Also known are the positions of points 1, 2, 3, and 4 in the ξ-η coordinate systems (see figure).

From this data, I want to determine what are the ξ and η for point 5.

Results

Thank you to all who anwsered! I find the solution by @dbc and @agentp similar. Also I find this solution better than the perspective transformation solution by @MBo, since I do not have to compute the inverse of a matrix (Ax=B --> x=inv(A)*B).

I get the following result for:

u = 0.5 * (ξ + 1)
v = 0.5 * (η + 1)

In my case all points are within the rectangle, therefore u>0 and v>0.

Answer 1

What you have here is a 2d bilinear blended surface. For simplicity, let's change its coordinates to range from zero to one:

u = 0.5 * (ξ + 1)
v = 0.5 * (η + 1)

In that case, the surface evaluator can be expressed as

F(u, v) = P1 + u * (P2 - P1) + v * ((P4 + u * (P3 - P4)) - (P1 + u * (P2 - P1)))

I.e., for a given u, construct a line passing through the following two points:

Pv0 = P1 + u * (P2 - P1);
Pv1 = P4 + u * (P3 - P4);

then interpolate between then for given v

F(u, v) = Pv0 + v * (Pv1 - Pv0)

What you seek are values (u,v) such that F(u, v) = P5. This will occur for given u when the line from Pv0 to Pv1 passes through P5, which will occur when P5 - Pv0 is parallel to Pv1 - Pv0 -- i.e. when their 2d cross is zero:

cross2d(P5 - Pv0, Pv1 - Pv0) = 0

⇒

cross2d(P5                 - (P1 + u * (P2 - P1)),  
        P4 + u * (P3 - P4) - (P1 + u * (P2 - P1))) = 0

Now, the 2d cross of two 2d vectors A ⨯ B is given by Ax*By - Ay*Bx, so that equation becomes

(x5 - (x1 + u * (x2 - x1))) * (y4 + u * (y3 - y4) - (y1 + u * (y2 - y1))) - (y5 - (y1 + u * (y2 - y1))) * (x4 + u * (x3 - x4) - (x1 + u * (x2 - x1))) = 0

Expanding this expression out and collecting collecting together terms in u, we get

    u^2 * (x1*y3 - x1*y4 - x2*y3 + x2*y4 + (-x3)*y1 + x3*y2 + x4*y1 - x4*y2)
  + u *   (-x1*y3 + 2*x1*y4 - x1*y5 - x2*y4 + x2*y5 + x3*y1 - x3*y5 - 2*x4*y1 + x4*y2 + x4*y5 + x5*y1 - x5*y2 + x5*y3 - x5*y4)
  +       (-x1*y4 + x1*y5 + x4*y1 - x4*y5 - x5*y1 + x5*y4)
= 0

This is now a quadratic equation over u, and can be solved as such. Note that in cases where the top and bottom edges of your quadrilateral are parallel then the quadratic devolves into a linear equation; your quadratic equation solver must needs handle this.
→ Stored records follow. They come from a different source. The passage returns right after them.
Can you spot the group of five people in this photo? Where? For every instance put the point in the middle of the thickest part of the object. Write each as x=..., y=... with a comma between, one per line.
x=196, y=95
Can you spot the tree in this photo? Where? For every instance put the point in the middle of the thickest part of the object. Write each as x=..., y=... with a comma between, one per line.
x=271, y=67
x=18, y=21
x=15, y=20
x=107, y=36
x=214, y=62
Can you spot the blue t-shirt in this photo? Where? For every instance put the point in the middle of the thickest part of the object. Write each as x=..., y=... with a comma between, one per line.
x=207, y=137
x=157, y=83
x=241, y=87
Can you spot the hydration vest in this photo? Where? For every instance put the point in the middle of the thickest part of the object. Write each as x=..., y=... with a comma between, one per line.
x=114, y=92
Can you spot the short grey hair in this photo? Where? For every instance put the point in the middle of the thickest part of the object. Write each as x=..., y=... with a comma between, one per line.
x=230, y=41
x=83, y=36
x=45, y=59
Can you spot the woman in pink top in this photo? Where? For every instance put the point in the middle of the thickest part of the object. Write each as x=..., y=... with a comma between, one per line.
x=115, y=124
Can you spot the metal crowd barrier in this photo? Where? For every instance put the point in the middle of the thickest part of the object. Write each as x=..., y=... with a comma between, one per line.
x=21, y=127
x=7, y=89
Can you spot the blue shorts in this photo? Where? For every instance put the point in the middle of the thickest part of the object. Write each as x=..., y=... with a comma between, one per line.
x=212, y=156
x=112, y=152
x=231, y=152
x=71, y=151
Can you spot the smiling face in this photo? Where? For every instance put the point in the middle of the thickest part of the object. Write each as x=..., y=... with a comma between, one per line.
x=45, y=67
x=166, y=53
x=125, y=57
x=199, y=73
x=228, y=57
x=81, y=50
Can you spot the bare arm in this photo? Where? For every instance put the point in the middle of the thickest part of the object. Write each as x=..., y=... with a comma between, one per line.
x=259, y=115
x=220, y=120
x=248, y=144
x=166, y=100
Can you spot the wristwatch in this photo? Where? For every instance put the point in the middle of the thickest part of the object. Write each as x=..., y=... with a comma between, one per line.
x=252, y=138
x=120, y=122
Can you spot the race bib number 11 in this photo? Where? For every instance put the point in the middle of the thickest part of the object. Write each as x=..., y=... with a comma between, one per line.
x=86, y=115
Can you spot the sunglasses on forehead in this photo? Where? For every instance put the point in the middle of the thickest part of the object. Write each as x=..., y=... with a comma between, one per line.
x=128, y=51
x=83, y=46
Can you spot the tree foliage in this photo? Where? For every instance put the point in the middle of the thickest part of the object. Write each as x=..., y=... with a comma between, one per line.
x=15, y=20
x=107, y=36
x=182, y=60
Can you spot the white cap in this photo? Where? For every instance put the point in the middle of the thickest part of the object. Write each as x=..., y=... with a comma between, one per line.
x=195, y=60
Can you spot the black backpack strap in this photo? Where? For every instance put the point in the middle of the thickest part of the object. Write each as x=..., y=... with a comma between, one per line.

        double a = (x1 * y3 - x1 * y4 - x2 * y3 + x2 * y4 + (-x3) * y1 + x3 * y2 + x4 * y1 - x4 * y2);
        double b = (-x1 * y3 + 2 * x1 * y4 - x1 * y5 - x2 * y4 + x2 * y5 + x3 * y1 - x3 * y5 - 2 * x4 * y1 + x4 * y2 + x4 * y5 + x5 * y1 - x5 * y2 + x5 * y3 - x5 * y4);
        double c = (-x1 * y4 + x1 * y5 + x4 * y1 - x4 * y5 - x5 * y1 + x5 * y4);

        double[] solutions = Quadratic.Solve(a, b, c);

There may be more than one solution. There might also be no solutions for a degenerate quadrilateral.

Having solved for value(s) of u, finding the equivalent v is straightforward. Given points

Pv0 = P1 + u * (P2 - P1);
Pv1 = P4 + u * (P3 - P4);

you seek v such that

v * (Pv1 - Pv0) = P5 - Pv0;

Pick the coordinate index 0 or 1 such that |(Pv1 - Pv0)[index]| is maximized. (If both coordinates are almost zero, then give up -- there's no solution for this specific u. Then set

v = (P5 - Pv0)[index] / (Pv1 - Pv0)[index];

Finally, if you have more that one solution, prefer a solution inside the [u, v] boundaries of the blend. Then finally set

ξ = 2 * u - 1;
η = 2 * v - 1;